In 2009, I became CEO and president of Duke University Hospital. And then in 2018, I was named into my current role with Johns Hopkins Medicine. What I have realized is that as you advance in your career, your ability to impact others is magnified. In my current role, the work I do will resonate for many generations to come.
Not many careers offer such tremendous opportunities. You might start out in another profession and then decide that you want to become a nurse and care for patients. You might work at the bedside and then take on an administrative position. Nursing allows us to transform our careers while offering plenty of opportunities to grow in the field that we love.

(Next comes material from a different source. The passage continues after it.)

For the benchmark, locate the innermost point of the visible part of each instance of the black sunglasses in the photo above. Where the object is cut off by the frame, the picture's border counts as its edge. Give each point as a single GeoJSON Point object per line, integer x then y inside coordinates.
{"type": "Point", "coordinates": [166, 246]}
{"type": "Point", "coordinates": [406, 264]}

So, I encourage each graduate to consider all the possibilities that your education and training open up for you.
Throughout my career, I have transformed a thousand times. But two things always remain the same: my passionate commitment to using my life in service to a greater good and the encouragement of friends and family who have supported me in fulfilling my purpose.
I look forward to serving as your commencement speaker and to joining you to celebrate this important milestone in your nursing careers.
–Kevin Sowers MSN, RN, FAAN, President of Johns Hopkins Health System.